2004.08.29 02:34 "[Tiff] tif_fd and error handling", by Joris Van Damme

2004.08.29 10:26 "Re: [Tiff] tif_fd and error handling", by Joris Van Damme

I agree with Erik Corry's (and Joris's) opinion. Any asynchronous error reporter should pass user supplied context.

However, not all hope is lost. Multithread environments normally provide the means to obtain the current thread ID. As long as the per-thread context is associated with the thread before libtiff is called, then the current thread ID may be used to retrieve it within the warning/error handler.

The problem is not limited to multi-thread apps, or, from the other point of view, the number of 'contexts' does not need to be limited to one per thread.

Consider an image class. To be conviniently used, such a class could be designed to:

That could be so to allow convinient application usage like the following pseudocode

create an image object
call upon that object to load a tiff file
call upon that object to retrieve width in var x
call upon that object to retrieve height in var y
now check error status of object, if error then
    yadayada with error message to be retrieved from object
else
    blabla with valid x and y

This is just one example of course, and I don't think I really needed to go into so much details. It's probably true that just any design of an image class, or whatever kind of layer that sits between a codec like LibTiff and the application, needs to associate generated error messages with a particular 'context' which is not necessarilly unique or unique per thread.

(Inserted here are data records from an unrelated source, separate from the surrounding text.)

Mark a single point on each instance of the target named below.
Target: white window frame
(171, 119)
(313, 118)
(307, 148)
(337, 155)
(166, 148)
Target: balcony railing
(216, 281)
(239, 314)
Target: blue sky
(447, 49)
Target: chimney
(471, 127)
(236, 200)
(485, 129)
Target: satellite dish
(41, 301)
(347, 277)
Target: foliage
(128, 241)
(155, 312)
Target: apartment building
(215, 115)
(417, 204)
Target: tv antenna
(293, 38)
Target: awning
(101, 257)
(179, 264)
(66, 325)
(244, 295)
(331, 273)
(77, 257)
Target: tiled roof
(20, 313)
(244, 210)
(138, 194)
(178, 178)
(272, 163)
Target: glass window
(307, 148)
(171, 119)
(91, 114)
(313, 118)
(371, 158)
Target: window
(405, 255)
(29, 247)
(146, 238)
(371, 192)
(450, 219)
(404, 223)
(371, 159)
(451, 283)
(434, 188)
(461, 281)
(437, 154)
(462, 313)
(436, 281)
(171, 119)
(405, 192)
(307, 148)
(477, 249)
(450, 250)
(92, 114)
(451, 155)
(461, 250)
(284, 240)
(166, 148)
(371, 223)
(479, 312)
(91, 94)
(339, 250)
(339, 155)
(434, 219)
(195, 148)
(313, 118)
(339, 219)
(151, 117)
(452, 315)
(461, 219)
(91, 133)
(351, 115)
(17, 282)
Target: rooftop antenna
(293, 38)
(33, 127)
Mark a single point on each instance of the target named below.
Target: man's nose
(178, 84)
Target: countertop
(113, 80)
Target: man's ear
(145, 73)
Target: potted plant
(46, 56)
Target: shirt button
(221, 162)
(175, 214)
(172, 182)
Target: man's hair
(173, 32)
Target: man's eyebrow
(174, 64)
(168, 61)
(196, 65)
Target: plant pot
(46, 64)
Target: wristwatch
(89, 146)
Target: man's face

Same goes for warnings. Such an image class, or whatever is in the layer in-between, needs to also present some functional equivalent of a warning message list. But again, how to know what image object the warning belongs to, inside the warning handler that receives no clue like TIFF*, clientdata, or fd?

Your solution does hold when the design is such that every image object get alloted its own worker thread, and as such, every thread has exactly one 'tiff context'. I don't know about Unix, but in the windows environment it could be implemented with something as simple as a threadvar, or, as you say, any means to associate thread ID with TIFF context.

Bottom-line: yes, the current system is sufficient, not only in unix-command-line-fixed-known-contexts situations, but also in the single-context-per-thread situation, I agree. But there is no way it can be sufficient in the most common situation where there is a flexible set of contexts per thread, which must be the case for most imaging layers, and necessarilly is the case for the most simple single-threaded imaging layers even.